Vice presidential nominees should, by the nature of the office sought, expect to spend much of their time out of the spotlight. But National Journal's Josh Krashaaur suggests in an article this morning that the Republican nominee for vice president is being overshadowed even more than usual this time around:
Ever since Pence was tapped to be Trump’s No. 2, he’s been overshadowed. The most recent indignity occurred this week when Pence received a haircut at a black-owned barbershop near Philadelphia, and the barber initially didn’t know who he was. On the night he took center stage at the GOP convention, Sen. Ted Cruz preempted Pence by refusing to endorse Trump that same night. Even Trump chose to unveil his new running mate on a sleepy Saturday afternoon, devoid of the pageantry that most candidates utilize when they make their vice-presidential pick.
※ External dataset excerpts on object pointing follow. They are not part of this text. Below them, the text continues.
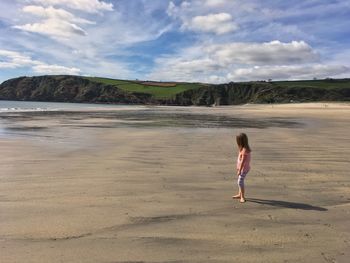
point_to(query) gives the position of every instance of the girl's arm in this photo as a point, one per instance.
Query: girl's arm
(244, 158)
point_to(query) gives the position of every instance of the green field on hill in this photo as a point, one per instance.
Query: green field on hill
(159, 90)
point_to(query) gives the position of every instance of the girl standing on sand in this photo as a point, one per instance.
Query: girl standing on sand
(243, 164)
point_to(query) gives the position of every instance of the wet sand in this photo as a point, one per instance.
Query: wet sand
(155, 185)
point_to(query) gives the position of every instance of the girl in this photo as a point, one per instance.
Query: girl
(243, 164)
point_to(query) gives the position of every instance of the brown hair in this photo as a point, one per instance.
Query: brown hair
(242, 142)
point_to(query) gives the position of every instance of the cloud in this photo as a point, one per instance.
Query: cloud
(272, 53)
(90, 6)
(219, 24)
(244, 61)
(12, 59)
(214, 3)
(56, 23)
(188, 13)
(287, 72)
(54, 13)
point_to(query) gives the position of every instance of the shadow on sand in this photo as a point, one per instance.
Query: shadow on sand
(285, 204)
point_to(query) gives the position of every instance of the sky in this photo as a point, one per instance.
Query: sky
(212, 41)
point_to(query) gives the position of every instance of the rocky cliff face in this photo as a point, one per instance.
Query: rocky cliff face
(258, 92)
(79, 89)
(67, 89)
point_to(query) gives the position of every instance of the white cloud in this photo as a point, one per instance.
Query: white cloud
(271, 53)
(90, 6)
(54, 13)
(12, 59)
(220, 23)
(287, 72)
(244, 61)
(214, 3)
(188, 13)
(55, 70)
(56, 23)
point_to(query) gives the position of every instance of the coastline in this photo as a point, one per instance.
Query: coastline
(102, 190)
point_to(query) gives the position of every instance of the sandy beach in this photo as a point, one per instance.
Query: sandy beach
(155, 185)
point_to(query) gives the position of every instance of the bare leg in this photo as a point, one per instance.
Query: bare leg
(237, 196)
(242, 198)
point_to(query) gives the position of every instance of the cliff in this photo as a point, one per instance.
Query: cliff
(260, 92)
(67, 89)
(80, 89)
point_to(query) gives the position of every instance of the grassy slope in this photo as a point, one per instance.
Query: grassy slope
(166, 90)
(159, 92)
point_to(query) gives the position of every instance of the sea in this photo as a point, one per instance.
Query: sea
(24, 106)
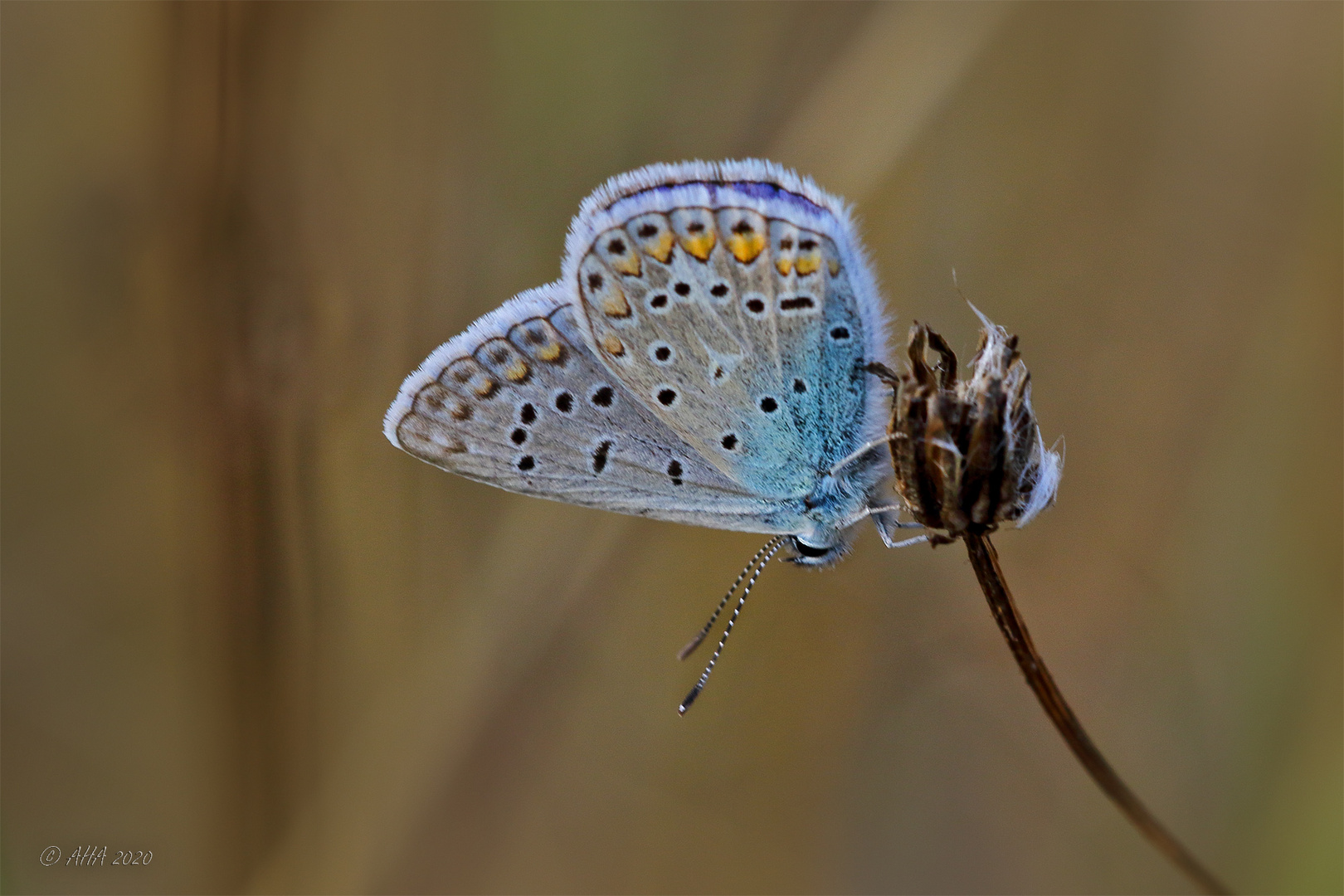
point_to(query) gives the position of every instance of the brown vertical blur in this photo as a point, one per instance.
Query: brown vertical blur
(245, 633)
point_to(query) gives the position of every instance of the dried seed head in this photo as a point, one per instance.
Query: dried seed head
(968, 453)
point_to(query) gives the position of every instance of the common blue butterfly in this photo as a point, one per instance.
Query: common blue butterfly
(700, 360)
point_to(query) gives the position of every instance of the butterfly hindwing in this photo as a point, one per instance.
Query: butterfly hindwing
(520, 402)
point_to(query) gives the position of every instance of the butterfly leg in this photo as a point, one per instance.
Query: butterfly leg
(889, 525)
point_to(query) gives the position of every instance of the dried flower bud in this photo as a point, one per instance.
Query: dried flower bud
(968, 453)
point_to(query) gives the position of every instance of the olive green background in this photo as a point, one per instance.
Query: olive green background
(244, 631)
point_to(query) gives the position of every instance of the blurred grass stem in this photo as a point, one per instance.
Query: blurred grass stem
(984, 559)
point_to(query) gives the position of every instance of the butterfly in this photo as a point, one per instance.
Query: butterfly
(702, 359)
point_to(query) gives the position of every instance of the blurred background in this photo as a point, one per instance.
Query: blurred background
(245, 633)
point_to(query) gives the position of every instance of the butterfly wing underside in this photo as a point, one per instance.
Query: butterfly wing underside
(734, 314)
(520, 402)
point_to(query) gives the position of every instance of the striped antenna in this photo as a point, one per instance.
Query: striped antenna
(771, 548)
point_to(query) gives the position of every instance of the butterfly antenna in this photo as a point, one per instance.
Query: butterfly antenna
(774, 544)
(698, 640)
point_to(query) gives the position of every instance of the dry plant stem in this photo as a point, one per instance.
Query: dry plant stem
(984, 559)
National polling confirms just how anonymous Pence still is. After the convention, an NBC/Wall Street Journal poll found one-quarter of Americans still didn’t know much about him, and another 28 percent had neither positive nor negative feelings towards him. Most participants at a Wisconsin focus group conducted this week couldn’t even come up with a word to describe Pence. (To be sure, Sen. Tim Kaine has also struggled to register in national polling, and didn’t elicit strong feelings in the aforementioned focus group.)
For all his anonymity, Pence’s future path in politics will tell us a lot about the long-term direction of the Republican Party. If Trump loses, will the GOP establishment try to purge those who chose to fall in line with Trump regardless of his behavior? Or will Pence be seen as someone who can uniquely bridge the divide between the party’s warring factions? If Trump is truly seen as a blight on the Republican Party, it’s hard to see how Pence has much of a political future. But if Republicans believe they need to placate Trump’s supporters while also keeping the party’s traditional rank-and-file in the fold, Pence could be one of the few remaining Republicans who can thread that needle.
If the Trump campaign crashes and burns on election day, as many think possible or even likely, Pence may be grateful to not be strongly associated with the failure. But as Kraushaar points out, plenty of people in Republican politics will remember, and that could prove either blessing in disguise or an unshakeable albatross.